Das letzte Wochenende waren wir alle gemeinsam in Manfredonia, weil wir einen Preis gewonnen haben, den diese Stadt vergibt. Es geht um das T-Sirt Projekt von dem ich schon mal geschrieben hatte. Über dieses Projekt haben wir auch den Adventskalender im Dezember gemacht. Es ist ein faires T-Shirt, das sowohl in der Produktion, als auch im Material fair bezahlt und hergestellt wurde. Die Baumwolle ist aus nachhaltigen Quellen. Mit dem erlös des T-Shirts unterstützen wir z.B. andere Jugendliche, die hier ein Jahr mithelfen wollen, falls sie sich die Anreise sonst nicht leisten könnten. Dafür haben wir den Preis erhalten.

Auf jeden Fall ging es am Freitag Morgen gegen 10 Uhr mit dem Bus los. Acht Stunden Fahrt lagen vor uns. Zum Glück war der Bus nicht so voll, wir sind nur 24, und ich konnte mir eine Bank für mich alleine schnappen. Ich habe mich einfach ganz breit gemacht und ein Hörbuch gehört. Die Umgebung war schön und besonders am Meer entlang zu fahren, war wundervoll. Ich liebe das Meer und weil Manfredonia am Meer liegt, habe ich auch direkt Schmimmsachen eingepackt.

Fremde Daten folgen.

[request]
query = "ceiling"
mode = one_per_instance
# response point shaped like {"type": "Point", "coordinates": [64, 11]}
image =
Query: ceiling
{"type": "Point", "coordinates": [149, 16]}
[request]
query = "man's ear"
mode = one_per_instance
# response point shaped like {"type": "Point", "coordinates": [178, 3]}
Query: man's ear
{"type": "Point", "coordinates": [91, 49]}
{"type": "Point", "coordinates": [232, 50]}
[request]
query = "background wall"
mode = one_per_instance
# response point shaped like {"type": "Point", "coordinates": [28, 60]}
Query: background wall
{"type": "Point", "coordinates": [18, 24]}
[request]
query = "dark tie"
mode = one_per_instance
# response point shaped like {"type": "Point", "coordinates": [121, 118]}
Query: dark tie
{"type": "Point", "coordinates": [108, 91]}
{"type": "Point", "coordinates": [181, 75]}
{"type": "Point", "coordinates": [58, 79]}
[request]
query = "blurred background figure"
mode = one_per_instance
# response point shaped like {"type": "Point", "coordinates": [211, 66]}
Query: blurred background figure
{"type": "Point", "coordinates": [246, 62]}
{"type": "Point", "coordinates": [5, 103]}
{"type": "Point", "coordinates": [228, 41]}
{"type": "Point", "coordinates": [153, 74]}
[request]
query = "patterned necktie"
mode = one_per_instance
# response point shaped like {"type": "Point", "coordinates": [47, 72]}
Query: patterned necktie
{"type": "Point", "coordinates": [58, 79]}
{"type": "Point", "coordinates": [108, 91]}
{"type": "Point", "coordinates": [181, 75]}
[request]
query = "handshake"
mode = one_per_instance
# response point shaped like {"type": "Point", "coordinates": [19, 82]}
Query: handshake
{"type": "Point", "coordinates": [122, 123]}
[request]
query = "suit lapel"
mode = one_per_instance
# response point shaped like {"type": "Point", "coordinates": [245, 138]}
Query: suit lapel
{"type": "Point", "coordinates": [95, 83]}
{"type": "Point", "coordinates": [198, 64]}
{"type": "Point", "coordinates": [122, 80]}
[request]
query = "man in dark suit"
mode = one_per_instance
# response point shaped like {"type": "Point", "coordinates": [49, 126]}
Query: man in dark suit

Im Manfredonia wurden wir in Gastfamilien untergebracht, aber ich habe in einer anderen Familie gegessen, weil meine Gastoma gesundheitsbedingt nichts vorbereiten konnte. Die alte Dame war super süß und dabei gleichzeitig so zerbrechlich, dass ic wirklich Sorge hatte, dass fünf Gäste für sie zu viel wären. Agi und Stela haben auch bei der alten Dame gegessen, weil ihre Gastfamilie mit Vorbereitungen beschäftigt war und deshalb kein Abendessen ausrichten konnte. Später sind wir natürlich in unsere familien gegangen und haben dort auch übernachtet.

Es gab zum Abendessen super leckere Mozarella mit Pizza und Tomatenbrot, etwas sehr typisch italiensiches. Tja, und dann sagte die alte zerbrechliche Oma, dass die drei Flaschen Bier im Kühlschrank stehen hätte und diese nicht allein trinken wolle.

Meine zwei Mitbewohnerinnen hatten in einer anderen Familie mit gegessen und zu dritt ging es dann zu unserer Oma, die wiederum so herzlich und nett war, dass wir uns sofort wohlfühlten.

Am nächsten Morgen ging es sehr früh raus und wir fuhren zu der Schule, in der die Preisverleihung stattfand. Diesen Preis gibt die Stadt Manfredonia aus und alles war offiziell. Wir waren nicht die einzigen, die ihn bekamen und so hielt zum Beispiel auch die Polizei eine Rede oder einige Wirtschaftsmenschen, die sich aber um eine sehr Menschenwürdige Wirtschaft bemühen. Sehr interessante Personen. Wir haben dann noch getanzt und gesungen, um das ganze ein wenig aufzulockern 😉

Der Vormittag war dann um, aber der Nachmittag war noch frei und natürlich sind wir alle ans Meer. Manfredonia liegt quasie in der Spore von Italiens Stiefel genau am Meer. Es war trotz der Sonne kalt und windig und eigentlich wollte ich nicht hinein, ließ aber zum Glück überzeugen und es hat sich gelohnt! Zwar war es kalt und erst, nachdem man einmal ganz eintaucht war, war der Wind warm. (wahrscheinlich aber auch nur, weil er wärmer als das Wasser war) Es war sehr kalt und wir blieben vielleicht 20 Minuten drin, bis wir wieder hinaus sind und uns schnell in unsere Jacken gehüllt haben. Unsere Winterjacken.

Natürlich bin ich sehr froh, dass ich es gemacht habe und es war ein riesen Spaß! Krank geworden bin ich übrigens nicht.

Am Sonntag ging es leider wieder zurück und unsere Gastoma hatte sogar Tränen in den Augen, als wir gefahren sind. Sie hat uns jede Menge Proviant mitgegeben und uns herzlich eingeladen, sie nochmal zu besuchen.

Die Busfahrt zurück hatte ich wider den gleichen guten Platz und habe irgendwie fast de ganze Zeit verschlafen und zwischendurch an meiner Geschichte weitergeschrieben. Aber dann wurde mir schlecht und ich habe wider geschlafen und Musik gehört. Ich war dennoch völlig fertig, als wir zurück waren. Ich glaube, ich hatte einen Buskollar. Es war anstrengender im Bus zu sitzen, als ins kalte Meer zu springen. Das Wochenende war aber toll und ich habe es sehr genossen!